Divagações: Kaguyahime no monogatari
12.2.15
Baseado em um conto folclórico japonês, considerado o mais antigo texto de prosa narrativa do país, Kaguyahime no monogatari é um filme que não apenas respeita suas origens, mas as reverencia. O estilo de animação tradicional pode parecer estranho e até mal acabado em um primeiro momento, mas esse não é o caso. O traço, a técnica, a trilha sonora, tudo está repleto de detalhes e de delicadeza, tornando esse filme absolutamente precioso.
Também se trata de uma obra do mais adorado – aqui no ocidente, pelo menos – estúdio de cinema japonês, o Studio Ghibli. Com o anúncio definitivo da aposentadoria de seu mais conhecido diretor, Hayao Miyazaki, a empresa sofreu um baque considerável e já anunciou que terá uma pausa na produção cinematográfica. Uma pena. Com um orçamento estimado em cinco bilhões de ienes, Kaguyahime no monogatari rendeu apenas metade desse valor, o que torna a medida compreensível.
A história acompanha a vida de Kaguya-hime (Aki Asakura), desde o momento em que é encontrada dentro de uma flor por um cortador de bambu (Takeo Chii). Ela cria uma relação de mãe e filha com a esposa do cortador (Nobuko Miyamoto), faz amizade com os jovens do local, especialmente Sutemaru (Kengo Kôra), e parte para receber educação na capital do país. Essa mudança da vida alegre e solta do campo para as regras rígidas esperadas por uma dama na cidade acabam tornando a moça triste, além de atrair pretendentes indesejados.
Essa valorização da vida no campo parece uma temática bucólica, mas, ao ser acompanhada pela crítica do papel da mulher na sociedade (ainda que não na sociedade moderna), torna-se extremamente adequada para o público atual. Mesmo aqueles que não conhecem a cultura japonesa e a história do país não devem ter dificuldade em entender a trama e as implicações de cada atitude da protagonista. Aliás, suponho que não deve ser difícil simpatizar com ela, já que ninguém quer pintar seus dentes de preto atualmente – só é preciso atentar para outros padrões de beleza, talvez até mais agressivos, que ainda oprimem homens e mulheres.
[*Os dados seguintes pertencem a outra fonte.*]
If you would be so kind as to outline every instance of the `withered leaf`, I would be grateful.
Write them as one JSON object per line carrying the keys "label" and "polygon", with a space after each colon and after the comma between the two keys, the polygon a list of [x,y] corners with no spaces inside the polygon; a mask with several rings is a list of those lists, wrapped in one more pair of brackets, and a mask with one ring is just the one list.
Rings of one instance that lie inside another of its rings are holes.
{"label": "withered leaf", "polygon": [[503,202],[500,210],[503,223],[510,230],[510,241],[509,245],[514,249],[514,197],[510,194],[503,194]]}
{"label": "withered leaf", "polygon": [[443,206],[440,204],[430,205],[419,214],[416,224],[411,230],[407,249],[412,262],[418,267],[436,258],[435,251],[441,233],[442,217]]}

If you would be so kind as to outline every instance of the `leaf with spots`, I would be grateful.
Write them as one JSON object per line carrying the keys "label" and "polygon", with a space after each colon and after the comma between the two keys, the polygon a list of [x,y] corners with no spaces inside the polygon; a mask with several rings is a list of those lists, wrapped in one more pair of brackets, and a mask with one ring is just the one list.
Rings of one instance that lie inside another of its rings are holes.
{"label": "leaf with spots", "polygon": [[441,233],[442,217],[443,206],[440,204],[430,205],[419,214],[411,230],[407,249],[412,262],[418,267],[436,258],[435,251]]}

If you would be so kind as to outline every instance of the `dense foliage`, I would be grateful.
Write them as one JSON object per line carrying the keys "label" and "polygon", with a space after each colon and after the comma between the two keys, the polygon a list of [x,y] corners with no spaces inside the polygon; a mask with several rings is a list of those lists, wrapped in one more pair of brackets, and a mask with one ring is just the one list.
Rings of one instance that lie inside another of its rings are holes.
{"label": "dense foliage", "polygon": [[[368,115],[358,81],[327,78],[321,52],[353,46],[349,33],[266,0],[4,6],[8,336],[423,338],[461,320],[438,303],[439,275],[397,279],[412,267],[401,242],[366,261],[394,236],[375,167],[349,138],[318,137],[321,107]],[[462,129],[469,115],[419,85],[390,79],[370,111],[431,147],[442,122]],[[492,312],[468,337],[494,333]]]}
Por sua vez, aqueles que conhecem um pouco mais da cultura devem se deliciar com a imensa atenção aos detalhes. O experiente diretor e roteirista Isao Takahata trabalhou nesse filme por muitos anos (o anúncio foi feito em 2008, mas dizem que o projeto existia desde 2005) e trouxe um retrato minucioso do período e dos costumes. Desde as regras estabelecidas às moças, como nunca poder ser olhada por um homem, até objetos típicos tudo está presente e é respeitado. Destaco aqui o rolo de papel desenhado que é considerado um precursor das animações e está presente de uma forma sutil e muito bonita.
Com 137 minutos, esse é o mais longo filme do Studio Ghibli até o momento. Ele é longo e, embora não tenha um ritmo enfadonho, também não é dotado da agilidade dos filmes infantis atuais. Para uma criança pequena, Kaguyahime no monogatari será uma animação bonita, mas quase que totalmente incompreensível. Os maiores devem lidar melhor com a produção e imagino que as meninas se interessem mais pela temática, mas não dá para negar que apenas os adultos poderão absorver melhor tudo o que a produção tem a oferecer.
Premiado internacionalmente e adorado pelos críticos, o filme é de uma beleza única. Kaguyahime no monogatari é uma obra rara e é triste pensar que dificilmente voltaremos a ver algo assim. Ao mesmo tempo, é um suspiro em prol da animação tradicional e da valorização do trabalho dos artistas. Assistam, recomendem, espalhem a ideia de que vocês gostariam de ver mais filmes assim.